During the performance it is impossible not to be completely immersed in the production, but the cooling effect of retrospect shows that merit of the offering lies perhaps more in the work of the two leading ladies than in the virtues of the manuscript. Zoe Atkins' dramatization of Edith Wharton's novel produces a quietly accelerating story which rises in the last act to genuinely fine drama but the play's success must be attributed in large part to the lucid, mature, and movingly sincere talents of the Misses Mencken and Anderson.

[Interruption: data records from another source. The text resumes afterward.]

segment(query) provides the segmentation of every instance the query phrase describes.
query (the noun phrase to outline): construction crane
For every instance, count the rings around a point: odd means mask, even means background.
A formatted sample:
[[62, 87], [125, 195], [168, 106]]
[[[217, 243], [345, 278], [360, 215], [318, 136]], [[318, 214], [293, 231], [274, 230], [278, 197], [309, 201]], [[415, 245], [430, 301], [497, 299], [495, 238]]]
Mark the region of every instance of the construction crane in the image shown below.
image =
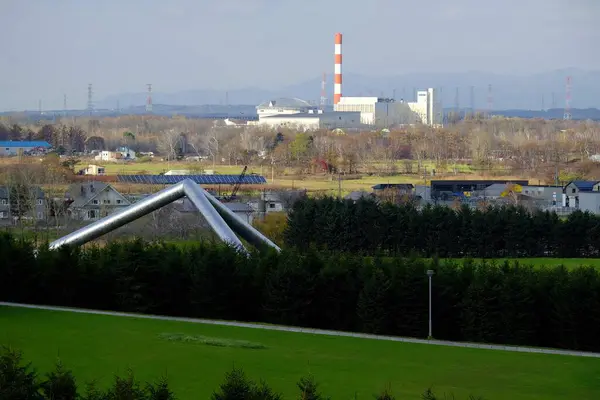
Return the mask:
[[238, 190], [240, 190], [240, 186], [242, 185], [242, 182], [244, 181], [244, 176], [246, 176], [246, 171], [248, 170], [248, 166], [244, 166], [244, 169], [242, 170], [242, 173], [240, 174], [240, 176], [238, 177], [237, 182], [234, 184], [233, 186], [233, 190], [231, 191], [231, 194], [229, 196], [224, 196], [223, 200], [224, 201], [231, 201], [235, 199], [235, 196], [238, 192]]

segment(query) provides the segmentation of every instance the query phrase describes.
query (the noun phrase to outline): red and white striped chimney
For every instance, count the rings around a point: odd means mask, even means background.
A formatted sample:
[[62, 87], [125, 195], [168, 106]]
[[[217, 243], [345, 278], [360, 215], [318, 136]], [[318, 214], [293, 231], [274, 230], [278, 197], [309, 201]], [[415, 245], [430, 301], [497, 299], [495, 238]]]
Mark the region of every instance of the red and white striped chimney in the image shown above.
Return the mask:
[[333, 80], [333, 104], [342, 97], [342, 34], [335, 34], [335, 77]]

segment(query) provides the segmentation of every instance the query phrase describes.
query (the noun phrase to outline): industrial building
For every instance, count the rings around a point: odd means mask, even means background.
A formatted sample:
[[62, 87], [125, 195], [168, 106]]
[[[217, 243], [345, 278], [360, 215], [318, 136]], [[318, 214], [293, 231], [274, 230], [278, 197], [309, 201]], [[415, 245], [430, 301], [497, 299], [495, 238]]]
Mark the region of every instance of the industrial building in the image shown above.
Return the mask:
[[280, 98], [256, 107], [258, 121], [252, 125], [301, 130], [390, 128], [398, 125], [441, 126], [441, 107], [435, 90], [417, 92], [415, 102], [381, 97], [342, 95], [342, 35], [335, 35], [333, 112], [324, 112], [297, 98]]
[[356, 129], [361, 126], [360, 112], [323, 112], [309, 110], [306, 113], [279, 114], [262, 117], [259, 125], [270, 128], [294, 128], [303, 131], [318, 129]]
[[272, 115], [290, 115], [308, 113], [310, 110], [317, 108], [311, 106], [308, 102], [297, 99], [280, 97], [275, 100], [269, 100], [256, 106], [258, 118], [269, 117]]
[[471, 194], [485, 195], [484, 191], [494, 184], [506, 185], [509, 183], [519, 186], [528, 186], [527, 180], [432, 180], [431, 197], [433, 199], [450, 199], [455, 196], [471, 196]]
[[51, 147], [45, 141], [0, 141], [0, 156], [43, 154]]
[[381, 97], [341, 97], [333, 107], [338, 112], [360, 112], [364, 125], [389, 128], [394, 125], [441, 125], [436, 104], [434, 90], [428, 89], [417, 92], [416, 102]]

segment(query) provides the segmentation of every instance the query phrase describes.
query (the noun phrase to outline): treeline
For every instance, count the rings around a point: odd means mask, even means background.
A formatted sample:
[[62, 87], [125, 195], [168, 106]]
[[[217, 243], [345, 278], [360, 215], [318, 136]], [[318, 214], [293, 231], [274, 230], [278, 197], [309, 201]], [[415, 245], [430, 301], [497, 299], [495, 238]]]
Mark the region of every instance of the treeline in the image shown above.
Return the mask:
[[0, 236], [0, 300], [600, 351], [600, 274], [518, 264], [255, 253], [210, 243], [37, 250]]
[[600, 257], [600, 216], [523, 207], [418, 209], [369, 199], [306, 198], [294, 204], [285, 232], [301, 249], [454, 258]]
[[[299, 398], [303, 400], [326, 400], [319, 390], [314, 376], [301, 377], [296, 384]], [[223, 383], [216, 389], [211, 400], [283, 400], [265, 381], [254, 382], [240, 368], [225, 374]], [[375, 395], [376, 400], [394, 400], [390, 388]], [[446, 397], [444, 397], [446, 398]], [[2, 400], [176, 400], [166, 377], [156, 382], [142, 384], [130, 370], [125, 376], [115, 376], [112, 385], [101, 389], [90, 382], [81, 389], [73, 372], [57, 360], [54, 370], [40, 377], [30, 363], [25, 363], [23, 353], [7, 346], [0, 347], [0, 399]], [[438, 397], [426, 390], [423, 400]], [[471, 396], [470, 400], [476, 400]], [[481, 399], [481, 398], [477, 398]]]
[[[86, 147], [87, 133], [78, 126], [43, 125], [37, 130], [13, 124], [0, 123], [0, 140], [41, 140], [54, 147], [59, 154], [82, 152]], [[102, 138], [96, 138], [102, 140]], [[91, 143], [90, 143], [91, 144]]]

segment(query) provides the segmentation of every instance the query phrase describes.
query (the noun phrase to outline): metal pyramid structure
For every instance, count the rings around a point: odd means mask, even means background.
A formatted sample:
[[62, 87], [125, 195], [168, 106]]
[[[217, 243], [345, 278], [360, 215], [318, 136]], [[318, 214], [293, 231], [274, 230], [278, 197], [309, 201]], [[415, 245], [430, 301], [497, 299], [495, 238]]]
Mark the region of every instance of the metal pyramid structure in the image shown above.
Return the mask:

In 1830, after waiting two years for Clem Spender, her true love, to return to her, Delia Lowell marries one of the wealthy merchant Ralstons. Six years later her cousin Charlotte comes to her asking for help. Charlotte is about to marry the other Ralston, but on the verge of the wedding learns that her finance will force her to give up the day nursery which she has been running as a pretext to allow her to care for Tina, the child which she has secretly borne to Clem Spender. Delia helps her by offering to suport her and the child if she gives up the marriage. The story new revolves itself into the struggle between Delia and Charlotte for the affection of Tina, who does not know that she is Charlotte's child. Lenient, generous, always spoiling the girl, Delia wins her love, while Charlotte's loving but demanding care turns the child against her. The conclusion is carefully worked out and the play ends on a strong chord of gentle but profoundly stirring tragedy.

Even if "The Old Maid" is not the best play of the year it is certainly an highly absorbing production which is doubly effective because if avoids the pitfalls of melodrama inherent in the plot and grows subtly but directly into an intelligent drama, of human relations.